Racer - Page 68/79

Evenings full of kisses and licks, days full of engine fuel and carburetors.

I told my dad I’d stopped booking rooms for me because I was staying with Racer … and Dad said that was all right.

Whenever we go out with my family and hold hands, I notice Racer trying to be respectful with my dad and not doing it in front of him.

But I also know that my dad watches us with a pleased look on his face, a look of peace almost as if … he’s happy for me.

As if he wanted this for me and never knew it.

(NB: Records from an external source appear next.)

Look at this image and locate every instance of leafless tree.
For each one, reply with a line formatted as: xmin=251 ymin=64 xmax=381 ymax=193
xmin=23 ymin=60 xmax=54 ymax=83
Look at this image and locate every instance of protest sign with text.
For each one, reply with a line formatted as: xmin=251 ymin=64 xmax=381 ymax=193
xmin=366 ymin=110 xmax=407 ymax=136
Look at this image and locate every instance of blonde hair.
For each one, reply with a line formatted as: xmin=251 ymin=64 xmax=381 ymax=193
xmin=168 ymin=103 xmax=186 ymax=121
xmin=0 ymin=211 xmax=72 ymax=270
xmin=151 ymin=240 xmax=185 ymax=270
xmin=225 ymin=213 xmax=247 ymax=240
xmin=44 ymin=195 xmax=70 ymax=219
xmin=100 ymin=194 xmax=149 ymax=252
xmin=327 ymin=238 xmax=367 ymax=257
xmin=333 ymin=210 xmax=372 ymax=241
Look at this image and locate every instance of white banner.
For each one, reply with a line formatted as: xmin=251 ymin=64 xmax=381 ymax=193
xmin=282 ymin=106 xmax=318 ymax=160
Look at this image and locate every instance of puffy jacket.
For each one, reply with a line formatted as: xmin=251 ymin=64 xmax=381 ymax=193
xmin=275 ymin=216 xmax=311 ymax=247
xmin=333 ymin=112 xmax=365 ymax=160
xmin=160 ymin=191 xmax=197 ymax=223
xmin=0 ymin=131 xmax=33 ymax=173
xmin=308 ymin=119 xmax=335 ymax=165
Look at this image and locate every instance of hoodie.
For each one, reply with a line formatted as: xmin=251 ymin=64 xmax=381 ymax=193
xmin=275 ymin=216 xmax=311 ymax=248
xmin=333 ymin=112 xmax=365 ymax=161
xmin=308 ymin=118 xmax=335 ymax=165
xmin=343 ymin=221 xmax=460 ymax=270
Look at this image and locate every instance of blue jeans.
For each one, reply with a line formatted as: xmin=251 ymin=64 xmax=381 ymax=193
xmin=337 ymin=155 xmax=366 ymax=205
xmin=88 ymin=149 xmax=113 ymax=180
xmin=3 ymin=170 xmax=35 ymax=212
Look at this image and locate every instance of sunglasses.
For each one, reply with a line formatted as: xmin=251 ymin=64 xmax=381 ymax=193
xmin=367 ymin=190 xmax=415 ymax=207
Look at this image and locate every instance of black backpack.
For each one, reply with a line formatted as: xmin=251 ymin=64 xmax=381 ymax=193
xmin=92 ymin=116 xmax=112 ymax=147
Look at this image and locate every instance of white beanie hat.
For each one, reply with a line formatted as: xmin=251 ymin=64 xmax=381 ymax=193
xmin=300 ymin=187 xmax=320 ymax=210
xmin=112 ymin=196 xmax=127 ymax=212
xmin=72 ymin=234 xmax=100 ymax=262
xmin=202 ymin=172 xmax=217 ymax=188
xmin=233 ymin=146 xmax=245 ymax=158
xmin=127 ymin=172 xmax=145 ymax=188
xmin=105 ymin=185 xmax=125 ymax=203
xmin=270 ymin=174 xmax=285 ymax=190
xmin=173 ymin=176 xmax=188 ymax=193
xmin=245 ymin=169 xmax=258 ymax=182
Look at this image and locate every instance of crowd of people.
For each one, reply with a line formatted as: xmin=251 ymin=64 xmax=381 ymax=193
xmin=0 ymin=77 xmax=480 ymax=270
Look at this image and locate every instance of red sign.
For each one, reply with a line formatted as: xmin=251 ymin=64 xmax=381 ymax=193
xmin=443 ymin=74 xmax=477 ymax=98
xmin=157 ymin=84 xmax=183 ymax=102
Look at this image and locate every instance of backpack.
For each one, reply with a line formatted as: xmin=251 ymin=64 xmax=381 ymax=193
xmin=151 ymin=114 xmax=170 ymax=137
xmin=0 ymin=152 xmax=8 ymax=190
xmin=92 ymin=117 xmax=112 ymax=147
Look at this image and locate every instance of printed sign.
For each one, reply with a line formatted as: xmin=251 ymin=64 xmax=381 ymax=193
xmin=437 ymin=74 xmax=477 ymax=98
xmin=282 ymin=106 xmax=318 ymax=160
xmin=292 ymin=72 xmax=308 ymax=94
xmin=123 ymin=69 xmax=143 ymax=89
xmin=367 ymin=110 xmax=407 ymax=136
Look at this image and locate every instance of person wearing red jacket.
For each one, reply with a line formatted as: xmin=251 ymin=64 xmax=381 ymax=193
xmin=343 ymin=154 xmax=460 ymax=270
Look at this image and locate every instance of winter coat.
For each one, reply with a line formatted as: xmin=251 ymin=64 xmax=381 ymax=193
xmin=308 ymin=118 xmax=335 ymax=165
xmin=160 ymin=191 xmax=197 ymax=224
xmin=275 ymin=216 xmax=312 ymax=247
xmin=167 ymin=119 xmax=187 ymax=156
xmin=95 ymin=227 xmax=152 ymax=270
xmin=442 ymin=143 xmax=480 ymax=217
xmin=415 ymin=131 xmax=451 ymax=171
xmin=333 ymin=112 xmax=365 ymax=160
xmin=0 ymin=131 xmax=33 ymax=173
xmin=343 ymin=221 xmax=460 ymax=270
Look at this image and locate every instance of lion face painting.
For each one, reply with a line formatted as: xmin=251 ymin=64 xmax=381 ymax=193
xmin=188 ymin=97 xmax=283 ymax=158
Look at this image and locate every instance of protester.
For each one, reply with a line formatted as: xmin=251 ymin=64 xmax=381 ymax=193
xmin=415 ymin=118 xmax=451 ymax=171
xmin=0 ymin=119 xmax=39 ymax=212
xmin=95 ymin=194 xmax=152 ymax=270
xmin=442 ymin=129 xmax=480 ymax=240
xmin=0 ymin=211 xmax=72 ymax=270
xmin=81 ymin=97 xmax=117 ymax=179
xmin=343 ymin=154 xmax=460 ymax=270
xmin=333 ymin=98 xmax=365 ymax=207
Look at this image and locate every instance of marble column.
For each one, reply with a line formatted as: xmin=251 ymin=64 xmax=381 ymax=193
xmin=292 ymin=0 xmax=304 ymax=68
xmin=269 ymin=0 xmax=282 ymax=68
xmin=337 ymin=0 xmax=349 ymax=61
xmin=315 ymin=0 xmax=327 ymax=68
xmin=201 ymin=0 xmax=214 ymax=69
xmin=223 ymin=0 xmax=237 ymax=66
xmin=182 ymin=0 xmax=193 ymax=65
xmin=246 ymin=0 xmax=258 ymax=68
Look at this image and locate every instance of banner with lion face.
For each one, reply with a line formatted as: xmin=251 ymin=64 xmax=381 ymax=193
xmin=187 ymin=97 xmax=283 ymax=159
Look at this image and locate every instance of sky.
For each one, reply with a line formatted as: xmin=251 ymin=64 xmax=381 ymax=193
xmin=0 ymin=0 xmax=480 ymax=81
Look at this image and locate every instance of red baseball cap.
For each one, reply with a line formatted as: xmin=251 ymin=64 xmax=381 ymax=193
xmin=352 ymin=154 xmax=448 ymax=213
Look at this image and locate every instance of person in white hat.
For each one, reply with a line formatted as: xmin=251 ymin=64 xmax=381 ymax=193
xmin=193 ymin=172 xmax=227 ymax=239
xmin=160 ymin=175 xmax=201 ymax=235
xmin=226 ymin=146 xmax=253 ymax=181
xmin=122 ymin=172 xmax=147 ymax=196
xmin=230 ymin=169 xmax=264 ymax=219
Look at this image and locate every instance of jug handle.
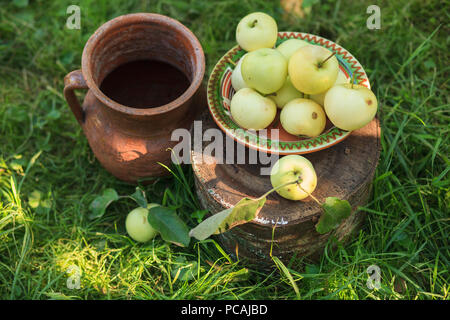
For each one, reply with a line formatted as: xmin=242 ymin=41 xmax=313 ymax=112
xmin=64 ymin=70 xmax=88 ymax=125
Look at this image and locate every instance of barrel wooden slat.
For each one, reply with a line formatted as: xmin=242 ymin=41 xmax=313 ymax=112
xmin=191 ymin=114 xmax=381 ymax=264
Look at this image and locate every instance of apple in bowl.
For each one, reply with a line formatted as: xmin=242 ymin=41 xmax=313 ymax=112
xmin=288 ymin=45 xmax=339 ymax=94
xmin=236 ymin=12 xmax=278 ymax=52
xmin=241 ymin=48 xmax=287 ymax=94
xmin=230 ymin=88 xmax=277 ymax=130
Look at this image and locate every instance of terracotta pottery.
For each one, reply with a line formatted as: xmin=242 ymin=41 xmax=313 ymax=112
xmin=208 ymin=31 xmax=370 ymax=155
xmin=64 ymin=13 xmax=205 ymax=182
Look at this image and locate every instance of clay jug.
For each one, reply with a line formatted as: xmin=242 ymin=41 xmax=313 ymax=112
xmin=64 ymin=13 xmax=205 ymax=182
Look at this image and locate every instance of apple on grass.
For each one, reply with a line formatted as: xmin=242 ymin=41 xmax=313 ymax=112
xmin=277 ymin=39 xmax=310 ymax=60
xmin=280 ymin=98 xmax=327 ymax=137
xmin=236 ymin=12 xmax=278 ymax=52
xmin=270 ymin=155 xmax=317 ymax=200
xmin=241 ymin=48 xmax=287 ymax=94
xmin=288 ymin=45 xmax=339 ymax=94
xmin=325 ymin=83 xmax=378 ymax=131
xmin=267 ymin=76 xmax=303 ymax=109
xmin=309 ymin=69 xmax=350 ymax=107
xmin=125 ymin=203 xmax=159 ymax=242
xmin=230 ymin=88 xmax=277 ymax=130
xmin=231 ymin=54 xmax=248 ymax=91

Maybe, I didn’t know either.

Losing someone you love marks you in ways you’ve never known until you’re left in the aftermath, struggling to heal that gaping hole.

I still remember that day David died, too young and too suddenly. I remember not even being able to cry for the first couple of minutes after my parents told me the news because I was screaming. I was sobbing, rocking my body on the floor, my own arms wrapped around me and I could not stop shaking but no tears were coming out. The sounds I was making were much more gut-wrenching, expressing much more than sadness. I felt my soul break; I felt my spirit break. I was in complete shock, my brain frantically searching for a way to prove nature wrong. Searching for a way to make this all go away, to make it all not be true. That day I lost that sense of hope and faith that we carry deep within us, that sense that everything will work out okay.

Some call this hope and faith childish—and the loss of it maturity. But I believe we all, even adults, carry this sense of hope and faith in life and in our safety with us. Death is one of those events that makes us question this hope. Makes us abandon this faith.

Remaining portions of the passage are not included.